In 1998, the Goldberg family sold the house to Robert Fitzpatrick, chosen that year to lead the Museum of Contemporary Art. Fitzpatrick recalls he had heard that a potential buyer wanted to gut the house's kitchen, so he hastily bought the place to prevent its desecration. Wanting to downsize, Fitzpatrick and his wife, Sylvie, sold the house in May 2006 to the current owner.
Born in 1938, by Andrew Rebori...Chicago architect Andrew Rebori designed this striking modern-art style building in 1938. Rounded glass blocks and horizontal lines define the exterior. Rebori built two houses on the lot and left an open courtyard to increase the sense of light and space.
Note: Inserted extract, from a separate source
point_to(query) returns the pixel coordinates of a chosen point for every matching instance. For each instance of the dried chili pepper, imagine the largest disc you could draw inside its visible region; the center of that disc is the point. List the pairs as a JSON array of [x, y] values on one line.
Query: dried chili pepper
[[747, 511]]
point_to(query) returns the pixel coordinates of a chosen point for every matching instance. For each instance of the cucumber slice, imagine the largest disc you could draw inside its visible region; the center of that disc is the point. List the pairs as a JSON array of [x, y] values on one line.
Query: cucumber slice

Commissioned by his mother-in-law, artist Lillian Florsheim, this project was a connection between a pair of small townhouses built on a narrow lot designed by architect Andrew Rebori in 1938. With his bridge kitchen, Goldberg united the two houses built around a small courtyard. The kitchen measured only 35' by 8.5' and was inspired by Goldberg's research into railway galley kitchens. It was suspended from two I beams, spanning the courtyard. Metal rods (in tension) held up the floor and a fiberglass screen wall enclosed the structure.
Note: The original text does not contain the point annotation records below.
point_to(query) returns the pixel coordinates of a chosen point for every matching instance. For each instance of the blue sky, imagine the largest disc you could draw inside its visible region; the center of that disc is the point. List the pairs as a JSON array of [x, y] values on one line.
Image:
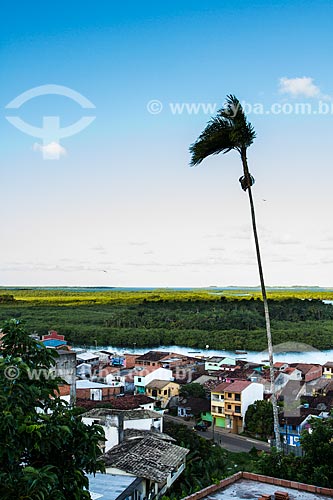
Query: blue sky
[[120, 206]]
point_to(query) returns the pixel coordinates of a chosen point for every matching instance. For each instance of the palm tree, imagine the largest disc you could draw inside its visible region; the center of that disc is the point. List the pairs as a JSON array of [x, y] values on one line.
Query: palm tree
[[230, 130]]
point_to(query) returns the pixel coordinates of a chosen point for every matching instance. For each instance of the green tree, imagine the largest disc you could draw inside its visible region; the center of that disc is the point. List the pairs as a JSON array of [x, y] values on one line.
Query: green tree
[[259, 419], [205, 463], [318, 452], [45, 449], [230, 130]]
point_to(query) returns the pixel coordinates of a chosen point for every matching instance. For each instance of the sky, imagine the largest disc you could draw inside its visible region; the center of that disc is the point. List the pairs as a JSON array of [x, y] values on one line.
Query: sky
[[116, 203]]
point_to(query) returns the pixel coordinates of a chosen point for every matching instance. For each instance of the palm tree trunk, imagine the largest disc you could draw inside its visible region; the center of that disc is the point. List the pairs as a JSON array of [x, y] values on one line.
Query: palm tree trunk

The novel kitchen was featured in number of publications. a Chicago Tribune Magazine article literally described it in glowing terms, "with its luminous plastic wall, the second floor kitchen, seen from the courtyard at night resembles a giant ribbed Chinese lantern." Home and Garden wrote: "One of the most adventurous kitchen designs ever shown in H&G is no research project but the practical answer to a specific building problem. Bertrand Goldberg Associates undertook the challenging task of designing a kitchen that could serve second-floor living and dining areas in two houses separated by a courtyard: the courtyard was to be left exactly the way it was. Their answer was a ‘bridge kitchen,' 35' long and 8½ feet wide, suspended by steel beams above the yard. A curved wall of rigid opaque plastic panels takes the place of windows, adds a pleasing architectural form. Inside, equipment is finished in black, white, or stainless steel lines the walls. The counters of black metal match the cabinets whose contents are identified on plastic handles. Between countertops and wall cabinets are compartments for bulky appliances (they call them ‘garages') with push-up metal doors. The dramatic color scheme has a purpose. The highly reflective qualities of the metal, the black vinyl floor and stainless steel ceiling, make the narrow kitchen look larger."